- Data Collection
- Data Preprocessing
- Exploratory Data Analysis (EDA)
- Clustering and Segmentation
- Predictive Modeling
- Evaluation and Validation
- Conclusion and Results
- Does the season of the year determine listening habits?
- Is there a correlation between the duration of listening sessions and specific artists?
- Are there any notable trends or patterns in the listening history over time?
- What are the most listened to artists, or songs in my data?
Spotify is a widely recognized digital music streaming service that originated in April 2006 in Stockholm, Sweden. Over the years, it has established itself as a dominant force in the music industry, offering a vast collection of songs, podcasts, and other audio content to its users.
As a devoted user of Spotify, I have personally experienced the transformative impact it has had on the way we consume music. Through its innovative platform, Spotify has effectively popularized the concept of music streaming, providing users like myself with a convenient and easily accessible medium to explore, enjoy, and share favorite tracks.
As an avid user of Spotify, I have embarked on a project to analyze and gain insights into my listening habits using data mining techniques and exploratory data analysis. The primary objective is to visualize patterns and trends in the music I engage with, ultimately aiming to replicate Spotify's yearly wrapped summary of my most listened-to artists, songs, and genres. This will be achieved by employing machine learning algorithms and prediction techniques to forecast the results based on the current data. By employing Jupyter notebooks and popular Python libraries such as NumPy, Panda, and Sci-kit learn, I aim to extract meaningful patterns and trends from the data.
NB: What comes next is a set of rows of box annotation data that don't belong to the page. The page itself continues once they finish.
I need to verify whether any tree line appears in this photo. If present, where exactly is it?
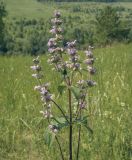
[0,3,132,55]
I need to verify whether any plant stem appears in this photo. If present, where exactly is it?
[55,136,64,160]
[76,110,81,160]
[51,99,70,123]
[68,80,72,160]
[77,126,81,160]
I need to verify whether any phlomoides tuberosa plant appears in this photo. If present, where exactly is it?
[31,11,96,160]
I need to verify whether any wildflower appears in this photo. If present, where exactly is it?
[47,38,56,47]
[49,124,58,134]
[34,85,41,91]
[67,48,77,56]
[33,56,39,64]
[40,110,53,118]
[51,18,62,25]
[79,102,86,109]
[84,58,94,65]
[30,65,41,71]
[86,80,96,87]
[85,50,93,58]
[67,40,76,48]
[50,26,62,34]
[32,73,43,79]
[54,11,61,18]
[87,66,96,74]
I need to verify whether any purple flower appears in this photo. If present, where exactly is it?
[32,74,43,79]
[87,66,96,74]
[70,56,78,63]
[86,80,96,87]
[47,38,56,47]
[79,102,86,109]
[33,56,39,64]
[85,50,93,58]
[77,80,85,85]
[41,94,51,103]
[40,88,48,96]
[50,26,62,34]
[73,63,80,70]
[49,124,58,134]
[54,11,61,18]
[30,65,41,71]
[40,110,53,118]
[67,48,77,56]
[48,48,55,53]
[51,18,62,25]
[67,40,76,48]
[34,86,41,91]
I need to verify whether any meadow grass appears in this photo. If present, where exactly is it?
[4,0,132,19]
[0,44,132,160]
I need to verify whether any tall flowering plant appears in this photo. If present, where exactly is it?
[31,11,96,160]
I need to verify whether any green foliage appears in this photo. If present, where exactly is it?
[96,6,120,44]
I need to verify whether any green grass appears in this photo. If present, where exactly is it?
[4,0,132,19]
[0,44,132,160]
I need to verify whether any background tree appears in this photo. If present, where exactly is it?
[96,6,121,44]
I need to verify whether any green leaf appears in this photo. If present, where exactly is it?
[44,128,55,147]
[70,86,80,100]
[51,117,69,130]
[74,116,93,134]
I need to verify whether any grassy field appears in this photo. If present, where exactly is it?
[0,0,132,160]
[0,44,132,160]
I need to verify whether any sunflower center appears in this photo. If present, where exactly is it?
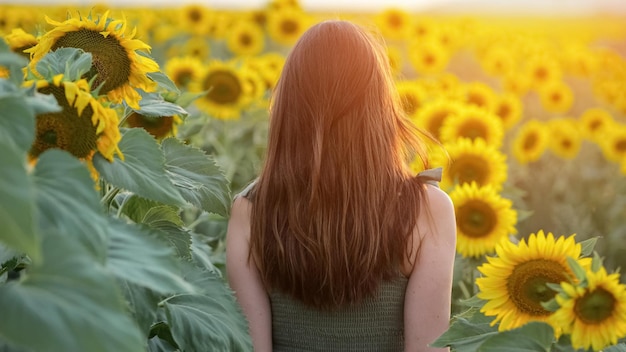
[51,28,131,94]
[450,155,488,185]
[574,287,616,324]
[506,259,567,316]
[30,86,97,158]
[457,200,497,238]
[204,70,243,104]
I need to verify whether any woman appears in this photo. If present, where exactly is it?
[226,20,456,351]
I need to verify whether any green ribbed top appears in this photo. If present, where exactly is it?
[270,276,408,352]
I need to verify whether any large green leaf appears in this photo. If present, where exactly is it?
[162,138,231,216]
[106,219,194,294]
[164,280,252,351]
[93,128,185,205]
[478,322,555,352]
[0,230,145,352]
[0,138,41,264]
[34,149,108,262]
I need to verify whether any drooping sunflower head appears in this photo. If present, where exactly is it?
[450,182,517,258]
[513,120,549,164]
[26,75,122,178]
[551,267,626,351]
[433,138,507,191]
[26,12,159,109]
[476,230,589,334]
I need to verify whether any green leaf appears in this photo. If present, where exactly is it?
[478,322,554,352]
[164,286,252,351]
[0,230,145,352]
[106,219,194,294]
[161,138,231,216]
[34,149,108,262]
[93,128,185,206]
[0,138,41,261]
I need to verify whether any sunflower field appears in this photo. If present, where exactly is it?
[0,0,626,352]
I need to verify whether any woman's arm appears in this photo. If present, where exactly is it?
[226,197,272,352]
[404,186,456,352]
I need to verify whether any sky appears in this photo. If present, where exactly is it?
[7,0,626,15]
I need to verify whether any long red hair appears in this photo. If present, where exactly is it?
[251,20,427,308]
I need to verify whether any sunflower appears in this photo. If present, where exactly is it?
[25,74,123,179]
[126,112,183,140]
[494,92,523,131]
[513,120,549,164]
[26,11,159,109]
[4,28,39,60]
[441,105,504,148]
[548,118,582,159]
[375,7,412,40]
[432,138,507,191]
[476,230,589,334]
[189,60,252,119]
[164,56,202,89]
[539,81,574,113]
[450,182,517,257]
[226,21,265,56]
[267,7,309,45]
[551,266,626,351]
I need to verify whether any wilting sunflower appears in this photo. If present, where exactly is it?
[450,182,517,257]
[538,81,574,113]
[551,267,626,351]
[513,120,549,164]
[126,112,183,140]
[26,11,159,109]
[476,230,589,334]
[267,7,310,45]
[432,138,507,191]
[375,7,412,40]
[441,106,504,148]
[548,118,582,159]
[164,56,202,89]
[189,60,252,119]
[226,21,265,56]
[4,28,39,60]
[26,75,123,179]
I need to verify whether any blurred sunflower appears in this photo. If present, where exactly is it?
[4,28,39,60]
[396,80,426,119]
[450,182,517,258]
[374,7,411,40]
[433,138,507,191]
[226,21,265,56]
[476,230,590,335]
[267,7,309,45]
[125,112,183,140]
[538,81,574,113]
[26,11,159,109]
[25,75,123,180]
[547,118,582,159]
[441,105,504,148]
[189,60,251,119]
[164,56,202,89]
[513,120,549,164]
[551,266,626,351]
[494,92,523,131]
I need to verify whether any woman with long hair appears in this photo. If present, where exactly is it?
[226,20,456,351]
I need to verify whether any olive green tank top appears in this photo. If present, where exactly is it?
[240,168,442,352]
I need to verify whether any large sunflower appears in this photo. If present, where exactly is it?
[476,230,589,334]
[450,182,517,257]
[551,267,626,351]
[26,11,159,109]
[433,138,507,191]
[513,120,549,164]
[25,75,123,179]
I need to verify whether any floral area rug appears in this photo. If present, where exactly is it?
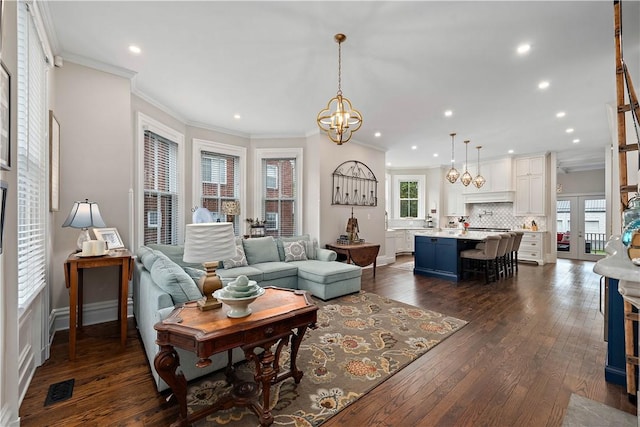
[187,291,467,427]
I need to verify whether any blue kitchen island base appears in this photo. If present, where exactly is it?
[413,235,484,282]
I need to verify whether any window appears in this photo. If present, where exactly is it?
[392,175,426,219]
[264,212,278,230]
[193,139,246,236]
[200,153,227,185]
[256,149,302,237]
[16,3,49,307]
[400,181,419,218]
[144,130,179,245]
[266,165,278,189]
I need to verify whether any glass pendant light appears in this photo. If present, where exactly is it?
[460,139,473,187]
[447,132,460,184]
[473,145,487,188]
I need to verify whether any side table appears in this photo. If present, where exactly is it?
[64,249,133,360]
[325,243,380,277]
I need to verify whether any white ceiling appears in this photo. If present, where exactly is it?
[44,1,640,170]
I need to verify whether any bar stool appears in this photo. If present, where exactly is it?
[496,233,513,279]
[511,231,524,273]
[460,236,502,283]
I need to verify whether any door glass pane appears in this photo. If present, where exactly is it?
[580,198,606,255]
[556,200,571,252]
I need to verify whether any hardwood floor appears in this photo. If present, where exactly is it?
[20,257,636,427]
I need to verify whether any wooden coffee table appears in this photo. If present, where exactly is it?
[154,287,318,426]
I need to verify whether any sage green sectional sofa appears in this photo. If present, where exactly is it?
[133,235,362,391]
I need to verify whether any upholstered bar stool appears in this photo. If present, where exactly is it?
[503,231,516,277]
[496,233,513,279]
[511,231,524,273]
[460,236,502,283]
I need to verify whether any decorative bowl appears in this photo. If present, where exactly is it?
[213,286,265,319]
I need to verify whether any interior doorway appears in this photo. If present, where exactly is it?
[556,194,607,261]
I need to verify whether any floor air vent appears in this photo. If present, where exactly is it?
[44,379,75,406]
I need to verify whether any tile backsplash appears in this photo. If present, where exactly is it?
[441,202,547,230]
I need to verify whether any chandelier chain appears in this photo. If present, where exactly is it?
[338,41,342,95]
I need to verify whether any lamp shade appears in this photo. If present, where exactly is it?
[182,222,236,263]
[62,199,106,228]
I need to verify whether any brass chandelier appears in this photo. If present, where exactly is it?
[316,33,362,145]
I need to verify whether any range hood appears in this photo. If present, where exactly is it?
[464,191,515,203]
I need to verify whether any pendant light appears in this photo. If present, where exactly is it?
[473,145,487,188]
[460,139,473,187]
[447,132,460,184]
[316,34,362,145]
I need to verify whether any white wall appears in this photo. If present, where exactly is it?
[556,169,605,196]
[316,135,385,251]
[51,61,134,318]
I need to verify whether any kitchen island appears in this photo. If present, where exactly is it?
[413,229,500,282]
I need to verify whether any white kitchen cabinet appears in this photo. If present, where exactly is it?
[518,231,547,265]
[442,180,467,217]
[514,156,546,216]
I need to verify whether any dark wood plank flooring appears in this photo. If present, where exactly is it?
[20,256,636,427]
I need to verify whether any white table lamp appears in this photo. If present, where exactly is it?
[62,199,106,251]
[182,222,236,310]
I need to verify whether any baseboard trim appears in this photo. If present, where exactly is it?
[0,405,20,427]
[49,298,133,334]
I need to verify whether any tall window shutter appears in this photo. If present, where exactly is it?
[144,131,181,245]
[262,159,299,237]
[200,151,240,235]
[14,3,48,307]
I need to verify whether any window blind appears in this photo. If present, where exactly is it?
[262,158,299,237]
[200,151,240,235]
[144,131,181,245]
[17,3,48,307]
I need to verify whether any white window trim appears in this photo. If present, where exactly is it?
[391,175,427,219]
[136,112,186,250]
[251,148,304,233]
[188,138,247,230]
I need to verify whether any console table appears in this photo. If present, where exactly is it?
[325,243,380,277]
[154,287,318,427]
[64,249,133,360]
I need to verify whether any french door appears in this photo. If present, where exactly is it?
[556,195,607,261]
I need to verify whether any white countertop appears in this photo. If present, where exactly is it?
[593,236,640,307]
[416,229,500,240]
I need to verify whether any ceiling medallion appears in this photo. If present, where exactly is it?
[316,34,362,145]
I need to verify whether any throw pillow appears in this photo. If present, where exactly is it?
[303,239,318,259]
[151,256,202,304]
[242,236,280,265]
[222,243,249,270]
[282,240,307,262]
[182,267,207,289]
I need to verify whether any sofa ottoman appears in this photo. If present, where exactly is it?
[294,260,362,300]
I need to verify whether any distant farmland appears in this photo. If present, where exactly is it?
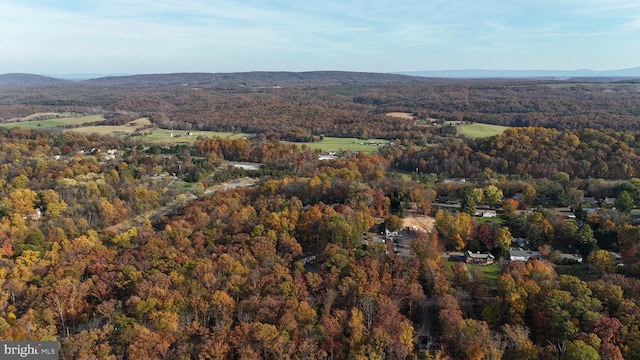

Furthermore, I will leverage machine learning algorithms such as KNN and regression techniques to predict and replicate Spotify's yearly wrapped summary of the most listened-to artists, songs, and genres based on the available dataset.
To commence this project, I have acquired a copy of the basic package of my Spotify data, which encompasses a comprehensive set of information related to my streaming and listening activities. The data package includes details such as playlists, streaming history from the past year, items saved in my library, search queries, follower counts, accounts followed, blocked accounts, payment and subscription data, user information, customer service history, family plan data, inferences, voice inputs, podcast interactivity, and Spotify for Artists data.
The data has been obtained from my Spotify listening history at https://www.spotify.com/ca-en/account/privacy/ using the “Download your data tool”. The preparation time for this request took about 5 business days. The data spans from July 2, 2022 to July 2, 2023 which is a years worth of my listening habits.
At this stage, I have successfully extracted the data from the downloaded Spotify package, encompassing user listening history, playlists, artists, and albums. However, since the raw data is initially in JSON format, it necessitates conversion to a more manageable format for analysis, such as CSV.
To streamline this process I converted all the streaming history files, namely StreamingHistory0, StreamingHistory1, and StreamingHistory2, into the CSV format. This ensures uniformity and facilitates seamless data integration.
Subsequently, utilizing the robust capabilities of the Pandas library, I employ methods such as append, merge, and concat to consolidate the CSV files. This enables the aggregation of comprehensive data sets without compromising data integrity or introducing errors associated with manual data manipulation.
Moreover, to ensure data accuracy and reliability, I have diligently cleaned the datasets. This entails addressing missing values and identifying and appropriately handling outliers.
The resulting dataset from preprocessing contains 28,995 rows and 4 columns.
Using data mining techniques and exploratory data analysis, I will delve into the acquired Spotify data to uncover valuable insights about my music consumption patterns. By examining factors such as play counts, duration, genre preferences, and temporal trends, I aim to gain a deeper understanding of my musical preferences and habits.
Through the utilization of data visualization methods, I will present the findings of the data analysis in a clear and visually appealing manner. This will include interactive visualizations, charts, and graphs to illustrate trends, relationships, and notable patterns in my listening habits.
The project will progress to the application of machine learning algorithms and prediction techniques to replicate Spotify's yearly wrapped summary. By leveraging the historical data and utilizing prediction algorithms, I will strive to forecast the most listened-to artists, songs, and genres based on the current dataset. This predictive approach will provide valuable insights into potential future preferences and trends.
As this is the basic version of my Spotify data, the dataset exhibits low dimensionality, meaning it contains a limited number of columns or features to analyze. As a result, the scope for exploring complex relationships between variables may be restricted.